Ммммм! А Урсай-то, похоже, выпить не дурак и денег на это дело не жалеет. Настоящее гарайское медовое вино мне до этого довелось пить всего-то два раза. В ярмарочный сезон оно стоило на рынке по полторы сотни за бутылку, а сейчас его можно купить только в винных лавках в два раза дороже. Я на секунду даже испугался: вряд ли Урсай будет доволен, если я выпью на ночь бутылку стоимостью в пару лошадей. Но потом подумал и рассмеялся: а пошел он! Я к нему в гости не напрашивался, так что пусть не жалуется – не хватит этой, еще за одной схожу.
Этой хватило. По смутным воспоминаниям, бутылку я допил и даже собрался было идти за новой, но до двери не дошел – силы оставили меня на половине дороги в десять шагов от кресла до двери. Еще пару шагов я прополз на четвереньках, потом остатками ума сообразил, что слегка переоценил свои возможности, и, ползком же, направился к кровати. И даже добрался! Торжественно поздравил себя со свершенным подвигом, сунул голову под кровать, да так и заснул.

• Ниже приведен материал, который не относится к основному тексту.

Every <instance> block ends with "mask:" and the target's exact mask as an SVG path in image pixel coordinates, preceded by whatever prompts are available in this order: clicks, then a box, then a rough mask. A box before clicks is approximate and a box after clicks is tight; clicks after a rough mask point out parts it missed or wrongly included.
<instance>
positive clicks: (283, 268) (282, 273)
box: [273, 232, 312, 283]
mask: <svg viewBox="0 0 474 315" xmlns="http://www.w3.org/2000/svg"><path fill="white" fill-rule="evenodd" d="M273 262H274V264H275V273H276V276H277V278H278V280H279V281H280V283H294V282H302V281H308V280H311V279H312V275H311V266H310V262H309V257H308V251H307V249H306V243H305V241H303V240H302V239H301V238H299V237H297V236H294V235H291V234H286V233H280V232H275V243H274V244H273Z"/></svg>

Анри частенько с видом знатока утверждал, что от хорошего вина похмелья не бывает, сколько его ни выпей. Правда, в ответ на вопрос, какого и сколько хорошего вина ему доводилось выпивать, Ломак начинал с вдохновенным видом нести такую чушь про изредка приезжающих богатых знакомых из других городов и про случаи на званых ужинах («да так, приглашала меня одна… не буду называть имя, но вы все ее знаете»), что сразу становилось ясно – врет. Лично я всегда полагал, что похмелья от хорошего вина не бывает только потому, что хорошее вино не хлещут бутылками, а пьют вдумчиво и размеренно, под обильную и вкусную закуску. И совершенно правильно полагал. Не знаю, доведется ли мне когда еще встретить Ломака, но, если доведется, у меня будет возможность поставить точку в этом споре. Разумеется, после того, как я объясню ему всю его неправоту с этим дурацким днем рождения.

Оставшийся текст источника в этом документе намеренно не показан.